Monday, January 19, 2015

Patching Cloudera Manager from 5.0.2 to 5.2.0 (Cloudera Hadoop Patching/Version upgrade part 1 of 2)

Lets say we have a Hadoop Cluster with below nodes running CDH 5.0.2. We want to upgrdate the cluster to CDH 5.2.0.

192.168.56.201 dvhdmgt1.example.com dvhdmgt1  # Management node hosting Cloudera Manager
192.168.56.202 dvhdnn1.example.com  dvhdnn1 # Name node
192.168.56.203 dvhdjt1.example.com  dvhdjt1 # Jobtracker/Resource Manager
192.168.56.101 dvhddn01.example.com dvhddn01 # Datanode1
192.168.56.102 dvhddn02.example.com dvhddn02 # Datanode2
192.168.56.103 dvhddn03.example.com dvhddn03 # Datanode3

This is a two step process:
Part 1: Upgrade Cloudera Manager


Ref 1:
http://www.cloudera.com/content/cloudera/en/documentation/core/latest/topics/cm_mc_upgrade_to_cdh52_using_parcels.html

Ref 2: For rolling upgrade :
[Had some issues as in step 13. So, we are not following this, we will follow above link.
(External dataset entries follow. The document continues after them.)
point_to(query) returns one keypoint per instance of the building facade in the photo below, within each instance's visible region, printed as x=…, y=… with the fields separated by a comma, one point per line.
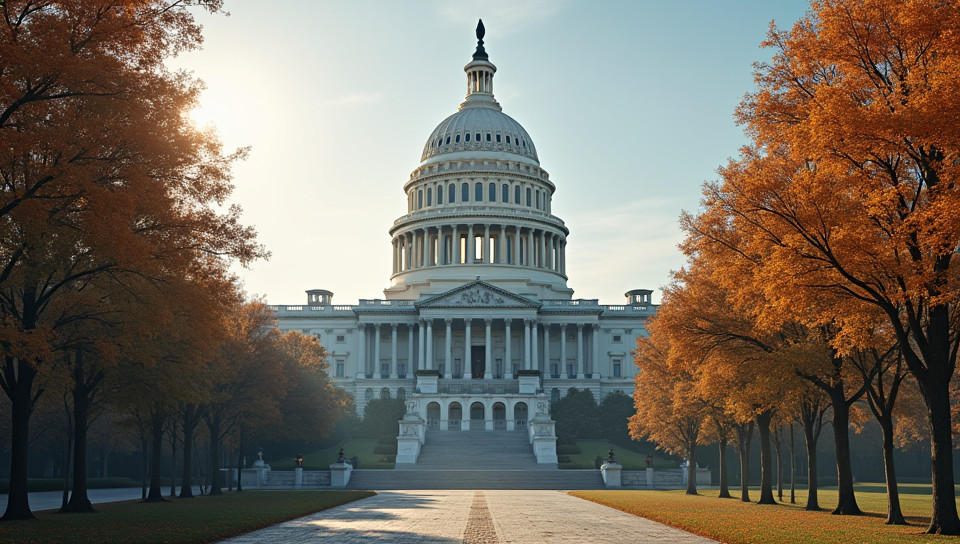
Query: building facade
x=478, y=302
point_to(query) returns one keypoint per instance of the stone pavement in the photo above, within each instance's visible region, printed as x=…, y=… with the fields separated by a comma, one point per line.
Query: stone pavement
x=470, y=517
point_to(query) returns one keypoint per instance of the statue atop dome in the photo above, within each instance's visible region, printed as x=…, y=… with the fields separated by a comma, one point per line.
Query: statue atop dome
x=480, y=53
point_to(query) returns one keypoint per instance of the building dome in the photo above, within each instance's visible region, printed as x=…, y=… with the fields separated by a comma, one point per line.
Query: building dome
x=480, y=128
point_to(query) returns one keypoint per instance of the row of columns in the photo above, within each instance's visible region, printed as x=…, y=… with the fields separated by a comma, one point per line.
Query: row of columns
x=437, y=246
x=530, y=356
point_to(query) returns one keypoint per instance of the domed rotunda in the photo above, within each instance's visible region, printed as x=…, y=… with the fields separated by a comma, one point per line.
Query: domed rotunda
x=477, y=326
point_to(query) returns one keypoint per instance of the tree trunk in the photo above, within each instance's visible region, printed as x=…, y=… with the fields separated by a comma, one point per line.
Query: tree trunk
x=724, y=477
x=156, y=432
x=766, y=459
x=936, y=394
x=810, y=438
x=213, y=423
x=692, y=467
x=744, y=437
x=894, y=515
x=189, y=423
x=846, y=499
x=79, y=501
x=793, y=469
x=18, y=378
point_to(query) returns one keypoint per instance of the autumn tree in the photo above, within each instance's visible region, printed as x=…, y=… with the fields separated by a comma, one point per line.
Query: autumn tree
x=850, y=184
x=103, y=176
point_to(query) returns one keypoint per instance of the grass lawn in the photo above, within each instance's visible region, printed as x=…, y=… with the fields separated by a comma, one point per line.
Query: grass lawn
x=735, y=522
x=322, y=459
x=630, y=460
x=203, y=519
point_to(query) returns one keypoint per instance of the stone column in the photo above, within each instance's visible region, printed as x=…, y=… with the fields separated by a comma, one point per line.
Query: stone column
x=421, y=355
x=546, y=348
x=526, y=344
x=362, y=352
x=376, y=349
x=563, y=349
x=393, y=351
x=467, y=368
x=488, y=347
x=580, y=351
x=535, y=351
x=471, y=245
x=595, y=356
x=448, y=371
x=430, y=360
x=508, y=364
x=409, y=369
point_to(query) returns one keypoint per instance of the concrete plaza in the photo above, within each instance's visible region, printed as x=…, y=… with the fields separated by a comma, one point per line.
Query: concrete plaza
x=471, y=517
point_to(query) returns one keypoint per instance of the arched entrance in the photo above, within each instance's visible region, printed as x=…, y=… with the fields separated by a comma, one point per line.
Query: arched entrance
x=520, y=416
x=433, y=416
x=454, y=415
x=477, y=415
x=499, y=416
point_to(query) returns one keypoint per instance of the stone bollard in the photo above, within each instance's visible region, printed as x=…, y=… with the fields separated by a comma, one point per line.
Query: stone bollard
x=611, y=474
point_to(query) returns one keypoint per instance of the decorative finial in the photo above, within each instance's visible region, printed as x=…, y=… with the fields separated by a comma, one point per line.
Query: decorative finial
x=480, y=53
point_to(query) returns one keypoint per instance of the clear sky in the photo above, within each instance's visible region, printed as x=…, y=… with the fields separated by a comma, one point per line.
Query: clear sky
x=629, y=103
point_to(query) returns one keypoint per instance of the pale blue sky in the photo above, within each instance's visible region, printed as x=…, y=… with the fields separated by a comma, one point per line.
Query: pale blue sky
x=630, y=105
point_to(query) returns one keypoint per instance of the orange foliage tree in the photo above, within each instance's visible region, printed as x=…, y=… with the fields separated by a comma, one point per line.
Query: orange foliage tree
x=103, y=176
x=850, y=185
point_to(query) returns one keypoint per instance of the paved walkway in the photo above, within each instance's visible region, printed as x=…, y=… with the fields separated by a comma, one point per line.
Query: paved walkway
x=470, y=517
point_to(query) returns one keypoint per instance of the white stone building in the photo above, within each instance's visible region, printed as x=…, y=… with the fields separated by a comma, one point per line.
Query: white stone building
x=478, y=321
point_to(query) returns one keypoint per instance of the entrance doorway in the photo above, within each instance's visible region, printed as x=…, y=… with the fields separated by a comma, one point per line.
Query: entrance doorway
x=478, y=361
x=477, y=416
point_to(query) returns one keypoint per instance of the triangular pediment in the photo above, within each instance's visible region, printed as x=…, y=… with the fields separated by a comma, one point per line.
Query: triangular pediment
x=477, y=294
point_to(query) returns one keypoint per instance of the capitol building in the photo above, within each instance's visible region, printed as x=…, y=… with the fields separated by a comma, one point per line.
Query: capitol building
x=477, y=325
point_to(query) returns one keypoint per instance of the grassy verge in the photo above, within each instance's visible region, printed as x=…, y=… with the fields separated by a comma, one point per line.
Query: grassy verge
x=322, y=459
x=199, y=520
x=735, y=522
x=630, y=460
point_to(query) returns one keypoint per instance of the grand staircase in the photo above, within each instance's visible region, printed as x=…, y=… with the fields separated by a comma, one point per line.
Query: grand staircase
x=476, y=460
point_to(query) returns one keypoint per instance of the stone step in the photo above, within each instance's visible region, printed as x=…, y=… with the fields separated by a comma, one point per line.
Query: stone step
x=476, y=479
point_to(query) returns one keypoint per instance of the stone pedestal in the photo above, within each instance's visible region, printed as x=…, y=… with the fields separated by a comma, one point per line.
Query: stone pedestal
x=611, y=474
x=541, y=430
x=413, y=433
x=340, y=474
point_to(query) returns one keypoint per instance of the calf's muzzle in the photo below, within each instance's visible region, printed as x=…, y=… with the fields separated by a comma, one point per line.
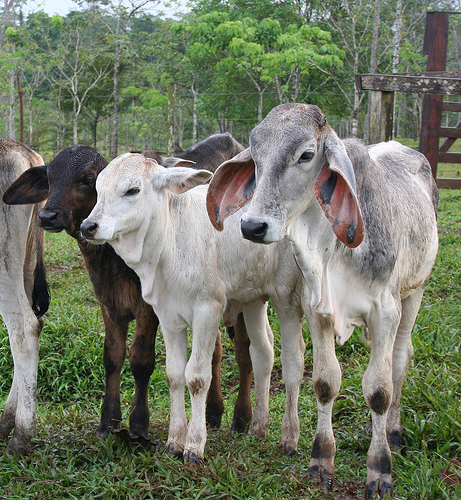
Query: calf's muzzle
x=254, y=231
x=88, y=229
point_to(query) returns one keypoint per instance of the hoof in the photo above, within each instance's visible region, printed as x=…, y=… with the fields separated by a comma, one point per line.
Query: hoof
x=323, y=475
x=239, y=426
x=381, y=488
x=127, y=437
x=213, y=421
x=191, y=457
x=394, y=440
x=18, y=447
x=174, y=450
x=103, y=432
x=288, y=449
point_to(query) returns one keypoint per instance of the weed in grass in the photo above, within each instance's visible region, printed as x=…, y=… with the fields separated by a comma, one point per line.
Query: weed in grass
x=69, y=463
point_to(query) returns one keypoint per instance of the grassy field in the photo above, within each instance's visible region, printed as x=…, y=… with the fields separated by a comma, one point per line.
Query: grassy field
x=68, y=462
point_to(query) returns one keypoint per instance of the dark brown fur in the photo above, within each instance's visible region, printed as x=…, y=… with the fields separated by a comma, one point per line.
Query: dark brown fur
x=69, y=183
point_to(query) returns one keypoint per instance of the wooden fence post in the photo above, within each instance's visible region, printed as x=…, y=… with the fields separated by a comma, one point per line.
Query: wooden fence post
x=381, y=116
x=435, y=47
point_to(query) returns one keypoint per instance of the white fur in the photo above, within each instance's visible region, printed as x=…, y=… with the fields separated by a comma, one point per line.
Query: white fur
x=17, y=266
x=192, y=276
x=346, y=287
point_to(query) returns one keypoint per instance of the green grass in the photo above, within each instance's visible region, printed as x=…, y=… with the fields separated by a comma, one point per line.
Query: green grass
x=69, y=462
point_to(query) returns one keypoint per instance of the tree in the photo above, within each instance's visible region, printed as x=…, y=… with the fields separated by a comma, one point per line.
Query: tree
x=261, y=49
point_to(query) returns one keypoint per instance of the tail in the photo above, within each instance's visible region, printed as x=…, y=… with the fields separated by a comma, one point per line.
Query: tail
x=40, y=291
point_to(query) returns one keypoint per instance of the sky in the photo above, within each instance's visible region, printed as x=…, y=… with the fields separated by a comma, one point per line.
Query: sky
x=62, y=7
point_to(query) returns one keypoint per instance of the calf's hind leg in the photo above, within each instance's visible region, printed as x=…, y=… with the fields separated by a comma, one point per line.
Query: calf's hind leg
x=114, y=356
x=401, y=357
x=242, y=407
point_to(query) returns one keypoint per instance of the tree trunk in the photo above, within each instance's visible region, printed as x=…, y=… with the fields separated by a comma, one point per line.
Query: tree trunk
x=373, y=62
x=194, y=114
x=171, y=113
x=260, y=105
x=118, y=59
x=75, y=117
x=12, y=131
x=21, y=110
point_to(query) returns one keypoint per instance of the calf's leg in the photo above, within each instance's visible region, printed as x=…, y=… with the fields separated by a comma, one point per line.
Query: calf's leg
x=327, y=381
x=377, y=389
x=292, y=358
x=214, y=402
x=242, y=407
x=176, y=359
x=262, y=357
x=114, y=357
x=142, y=364
x=401, y=357
x=20, y=408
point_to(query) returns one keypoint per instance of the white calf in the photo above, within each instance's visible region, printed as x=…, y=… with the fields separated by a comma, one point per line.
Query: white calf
x=23, y=296
x=193, y=276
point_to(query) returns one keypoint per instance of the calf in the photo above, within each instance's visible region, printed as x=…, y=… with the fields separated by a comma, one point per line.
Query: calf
x=362, y=223
x=208, y=153
x=192, y=276
x=24, y=297
x=69, y=184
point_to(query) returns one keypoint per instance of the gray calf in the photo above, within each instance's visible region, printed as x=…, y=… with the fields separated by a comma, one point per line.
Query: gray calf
x=362, y=223
x=23, y=297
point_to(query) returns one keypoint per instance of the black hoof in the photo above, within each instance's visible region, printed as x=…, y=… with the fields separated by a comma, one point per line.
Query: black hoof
x=384, y=490
x=174, y=451
x=127, y=437
x=325, y=477
x=239, y=426
x=394, y=440
x=213, y=422
x=191, y=457
x=289, y=452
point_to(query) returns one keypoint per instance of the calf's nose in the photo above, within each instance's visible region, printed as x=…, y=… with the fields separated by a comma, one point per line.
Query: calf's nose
x=47, y=218
x=88, y=228
x=254, y=231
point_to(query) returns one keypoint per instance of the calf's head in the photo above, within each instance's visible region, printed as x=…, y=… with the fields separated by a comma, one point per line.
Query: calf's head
x=132, y=194
x=295, y=159
x=68, y=182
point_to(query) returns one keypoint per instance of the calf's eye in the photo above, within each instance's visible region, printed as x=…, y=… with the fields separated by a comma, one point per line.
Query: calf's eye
x=87, y=182
x=132, y=192
x=306, y=156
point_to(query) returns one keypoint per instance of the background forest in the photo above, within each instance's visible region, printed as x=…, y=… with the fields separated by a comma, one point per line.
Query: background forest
x=123, y=76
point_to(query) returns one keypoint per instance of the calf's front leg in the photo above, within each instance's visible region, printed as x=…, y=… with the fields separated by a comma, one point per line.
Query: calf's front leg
x=114, y=356
x=205, y=327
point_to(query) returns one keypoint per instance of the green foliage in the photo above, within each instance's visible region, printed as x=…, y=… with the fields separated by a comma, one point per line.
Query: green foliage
x=67, y=462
Also nay how we need to stop some important services like impala & hive for rolling also. To me both are same and needs downtime(not that difference)]
http://www.cloudera.com/content/cloudera/en/documentation/core/latest/topics/cm_mc_rolling_upgrade.html


-----------------------------
Upgrading CDH 5 Using Parcels
-----------------------------

*** First we need to upgrade Cloudera Manager to 5.2.0 and then follow below steps to upgrade CDH.
*** Review Ref 1 again before start
-- ----------------
1. Before You Begin
-- ----------------
1.1 Make sure there are no Oozie workflows in RUNNING or SUSPENDED status; otherwise the Oozie database upgrade will fail and you will have to reinstall CDH 4 to complete or kill those running workflows.
We can use web GUI for oozie to check it:
http://192.168.56.201:11000/oozie/
1.2 Run the "Host Inspector" and fix every issue.
1.2.1 On Cloudera manager Click the Hosts tab.
1.2.2 Click Host Inspector. Cloudera Manager begins several tasks to inspect the managed hosts.
1.2.3 After the inspection completes, click Download Result Data or Show Inspector Results to review the results.
1.2.4 Click "Show Inspector Results" to check the result
1.2.5 If there are any validation error, please consult with Cloudera Support before proceed further.
1.3 Run hdfs fsck / and hdfs dfsadmin -report and fix any issues
# su - hdfs
$ hdfs fsck /
$ hdfs dfsadmin -report
$ hbase hbck
1.4 enable maintenance mode on your cluster
1.4.1 Click (down arrow) to the right of the cluster name and select Enter Maintenance Mode.
1.4.2 Confirm that you want to do this.

-- -----------------------------------------
2. Back up the HDFS Metadata on the NameNode
-- -----------------------------------------
   2.1 Stop the cluster. It is particularly important that the NameNode role process is not running so that you can make a consistent backup.
   2.2 CM > HDFS > Configuration 
   2.3 In the Search field, search for "NameNode Data Directories". This locates the NameNode Data Directories property.
   2.4 From the command line on the NameNode host, back up the directory listed in the NameNode Data Directories property. 
For example, if the data directory is /mnt/hadoop/hdfs/name, do the following as root:
# cd /mnt/hadoop/hdfs/name
# tar -cvf /root/nn_backup_data.tar .
Note:  If you see a file containing the word lock, the NameNode is probably still running. Repeat the preceding steps, starting by shutting down the CDH services.
-- ---------------------------------------------
3. Download, Distribute, and Activate the Parcel
-- ---------------------------------------------
Note: Before start below, enable internet access on the node where cloudera manager installed.
3.1 In the Cloudera Manager Admin Console, click the Parcels indicator in the top navigation bar
3.2 Click Download for the version(s) you want to download.
3.3 When the download has completed, click Distribute for the version you downloaded.
3.4 When the parcel has been distributed and unpacked, the button will change to say Activate.
3.5 Click Activate. You are asked if you want to restart the cluster *** Do not restart the cluster at this time.
    3.6 Click Close
    - if some service failed to start, ignore for the time being
- Check follow below then check again

-- ---------------------
4. Upgrade HDFS Metadata
-- ---------------------
4.1 Start the ZooKeeper service.
4.2 Go to the HDFS service.
4.3 Select Actions > Upgrade HDFS Metadata.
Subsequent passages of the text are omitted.